In the lead up to our Speakeasy on Artificial Intelligence next month, we’ve been speaking with panellist Luke Chambers a PhD researcher at Northumbria University who is researching how AI is used as criminal evidence at trial.
Luke Chambers is a PhD researcher in Artificial Intelligence Law at Northumbria University, an institute Life is proud to partner with on a wide range of activities and events. Luke is researching how artificial intelligence is used as criminal evidence at trial – with particular focus on how we uncover (and hopefully prevent) AI mistakes. His wider research includes how AI and the law interact. He has a Masters degree in Space & AI Law, and a BSc (Hons) in Computer Science with Artificial Intelligence.

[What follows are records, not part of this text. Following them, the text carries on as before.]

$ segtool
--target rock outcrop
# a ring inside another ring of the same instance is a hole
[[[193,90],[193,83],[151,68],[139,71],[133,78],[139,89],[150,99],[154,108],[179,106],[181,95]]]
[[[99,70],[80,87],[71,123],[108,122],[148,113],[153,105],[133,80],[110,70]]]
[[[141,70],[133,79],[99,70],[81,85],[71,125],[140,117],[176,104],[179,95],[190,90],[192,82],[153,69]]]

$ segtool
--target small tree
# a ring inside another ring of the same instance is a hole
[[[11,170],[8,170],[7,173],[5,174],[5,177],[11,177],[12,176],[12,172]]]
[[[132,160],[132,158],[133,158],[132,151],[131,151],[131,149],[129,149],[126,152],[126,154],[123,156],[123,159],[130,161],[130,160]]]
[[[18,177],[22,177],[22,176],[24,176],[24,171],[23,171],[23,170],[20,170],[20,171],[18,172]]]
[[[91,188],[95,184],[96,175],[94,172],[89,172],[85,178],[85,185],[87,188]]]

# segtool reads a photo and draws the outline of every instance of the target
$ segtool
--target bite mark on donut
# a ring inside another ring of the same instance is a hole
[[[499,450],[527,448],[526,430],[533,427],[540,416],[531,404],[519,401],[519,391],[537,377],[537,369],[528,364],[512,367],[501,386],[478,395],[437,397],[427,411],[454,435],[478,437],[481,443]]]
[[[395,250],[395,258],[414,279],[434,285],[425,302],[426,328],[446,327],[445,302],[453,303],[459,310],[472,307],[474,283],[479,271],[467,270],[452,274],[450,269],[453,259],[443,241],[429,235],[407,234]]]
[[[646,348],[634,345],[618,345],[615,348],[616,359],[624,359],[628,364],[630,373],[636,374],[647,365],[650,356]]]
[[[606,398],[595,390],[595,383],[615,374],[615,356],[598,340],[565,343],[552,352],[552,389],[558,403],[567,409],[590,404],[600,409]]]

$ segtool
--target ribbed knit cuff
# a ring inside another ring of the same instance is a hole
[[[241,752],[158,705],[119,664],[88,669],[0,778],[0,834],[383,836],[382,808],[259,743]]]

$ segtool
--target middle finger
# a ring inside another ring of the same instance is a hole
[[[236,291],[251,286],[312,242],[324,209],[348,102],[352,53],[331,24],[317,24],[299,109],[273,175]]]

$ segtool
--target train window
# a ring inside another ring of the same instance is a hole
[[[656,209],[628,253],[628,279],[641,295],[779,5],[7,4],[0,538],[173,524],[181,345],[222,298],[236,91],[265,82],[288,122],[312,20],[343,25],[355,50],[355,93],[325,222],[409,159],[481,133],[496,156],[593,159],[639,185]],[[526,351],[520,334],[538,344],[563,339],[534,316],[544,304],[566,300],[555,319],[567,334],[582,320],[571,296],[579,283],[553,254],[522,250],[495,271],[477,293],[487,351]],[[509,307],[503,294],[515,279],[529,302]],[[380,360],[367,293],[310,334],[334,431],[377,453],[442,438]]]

Luke is no stranger to Life. He worked as an ice rink host when he was a teenager before becoming a science centre host. It was during this time that Luke developed a passion for STEM (science, technology, engineering and technology). The enthusiastic staff at the science centre had a huge impact on Luke, with one science explainer telling him that “A scientist isn’t a qualification, it’s a mindset” – something which he still remembers to this day, and he says gave him the confidence to apply to university.
Luke said: “It’s really exciting to be returning to Life to talk about a topic I feel extremely passionate about, a passion which was kick-started at the science centre when I worked there. I used to look up in awe at the visiting experts but now I am one! I also know just how much work goes into hosting events like this. Instead of looking at all of the seats and tables when I arrive and being nervous about taking the stage, I’ll be looking and thinking how thankful I am that it’s not me putting these away this time!
“I didn’t think people like me – from a lower socioeconomic background – could go to university, but Life and their staff completely changed my outlook and encouraged me to apply. I went to university to study Computer Science with Artificial Intelligence, where I learned to build AI systems and algorithms as a scientist. But whilst studying this, I actually fell in love with learning about the policies surrounding AI use in society. I was also very worried about some uses of AI in society and would often think, surely this can’t be legal!
“After I graduated, I discovered that Northumbria University’s Law School accepted interdisciplinary students, and that they were one of the few places in the country to include cutting-edge legal topics such as space law and AI law and I couldn’t resist applying. I got in, loved the course, and was accepted onto a PhD programme once I graduated. Going from STEM to Law was a big challenge, but having that dual specialism is very useful for my work.
“My PhD research looks at how AI is used as evidence against people in trials, as well as how the police use AI to collect evidence. A lot of my focus is on how we know how much to trust AI when someone’s freedom is on the line.
“There are very high stakes, and we can’t afford AI mistakes. As both a computer scientist and a legal scholar, it’s been very interesting diving into this and discovering that in many cases AI is nowhere near as reliable or ‘honest’ as we assume. Often, people over-trust AI. There are some types of AI that are proving very reliable, but others that seem reliable until you take a much closer look and see something is actually going wrong underneath.
“AI is fast moving and we see it everywhere in our day-to-day lives. The changes brought about by AI creates many interesting debates and discussions around how we insure self-driving cars, whether we should make AI legal persons or not, who is to blame when AI goes wrong and whether AI should own the art or inventions it creates. I’m looking forward to debating these topics at Life and hoping someone in the audience will find their spark for STEM, just like I did when I was a science centre host years ago.”